Reasoning that any attempt by the parties to settle the criminal charges violated public

policy, the court construed the agreement as governing the civil claims only. Regarding

the obligations under the policies, the court concluded that “Farmers met any duty to

defend Johnson by actively participating in the mediation . . .” and that “Farmers met any

duty to indemnify by making a payment on behalf of Johnson in exchange for a release of

the civil claims,” and granted summary judgment to Farmers. Johnson appeals.
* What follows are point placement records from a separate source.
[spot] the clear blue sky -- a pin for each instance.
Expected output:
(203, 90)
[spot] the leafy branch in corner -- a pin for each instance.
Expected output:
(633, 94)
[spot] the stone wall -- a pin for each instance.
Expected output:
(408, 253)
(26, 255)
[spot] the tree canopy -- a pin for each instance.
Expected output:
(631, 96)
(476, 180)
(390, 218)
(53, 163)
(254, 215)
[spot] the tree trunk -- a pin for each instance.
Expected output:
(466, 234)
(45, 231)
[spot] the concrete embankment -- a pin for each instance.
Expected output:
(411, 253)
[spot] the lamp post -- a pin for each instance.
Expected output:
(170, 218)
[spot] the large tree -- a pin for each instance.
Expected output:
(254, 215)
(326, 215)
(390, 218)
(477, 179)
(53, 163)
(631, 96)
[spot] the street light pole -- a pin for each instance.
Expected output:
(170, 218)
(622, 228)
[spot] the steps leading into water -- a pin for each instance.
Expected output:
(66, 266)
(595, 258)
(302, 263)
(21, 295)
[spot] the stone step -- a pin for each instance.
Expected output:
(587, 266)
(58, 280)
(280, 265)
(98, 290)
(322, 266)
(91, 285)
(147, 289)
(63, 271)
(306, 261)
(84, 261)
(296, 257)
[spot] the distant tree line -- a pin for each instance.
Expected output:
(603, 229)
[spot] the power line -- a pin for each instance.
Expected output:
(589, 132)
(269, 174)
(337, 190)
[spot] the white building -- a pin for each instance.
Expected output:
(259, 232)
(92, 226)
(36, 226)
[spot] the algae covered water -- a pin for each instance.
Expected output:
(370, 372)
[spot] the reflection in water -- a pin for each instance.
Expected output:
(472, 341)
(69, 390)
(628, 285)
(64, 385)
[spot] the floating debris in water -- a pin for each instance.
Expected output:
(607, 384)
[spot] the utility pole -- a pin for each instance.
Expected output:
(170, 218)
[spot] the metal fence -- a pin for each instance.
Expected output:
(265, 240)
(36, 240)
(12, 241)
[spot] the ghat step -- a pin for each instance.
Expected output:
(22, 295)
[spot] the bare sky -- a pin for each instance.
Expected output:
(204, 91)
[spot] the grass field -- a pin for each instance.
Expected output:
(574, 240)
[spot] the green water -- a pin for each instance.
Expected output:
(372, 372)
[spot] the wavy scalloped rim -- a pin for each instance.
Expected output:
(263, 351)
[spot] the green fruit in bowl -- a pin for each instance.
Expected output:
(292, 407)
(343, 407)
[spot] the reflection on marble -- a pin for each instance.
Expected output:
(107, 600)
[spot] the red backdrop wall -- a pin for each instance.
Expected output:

                               STANDARD OF REVIEW

¶7     The standard of review for a district court’s granting of summary judgment is de

novo. Ruckdaschel v. State Farm Mut. Automobile Ins., 285 Mont. 395, 398, 948 P.2d

700, 702 (1997). We review the facts presented to the district court to determine whether

the prevailing party is entitled to judgment as a matter of law. Gentry v. Douglas

Hereford Ranch, Inc., 1998 MT 182, ¶ 23, 290 Mont. 126, 962 P.2d 1205.

                                      DISCUSSION

¶8    Did Farmers breach its duty to defend Johnson by sending an adjuster rather
than an attorney to the pre-litigation mediation conference?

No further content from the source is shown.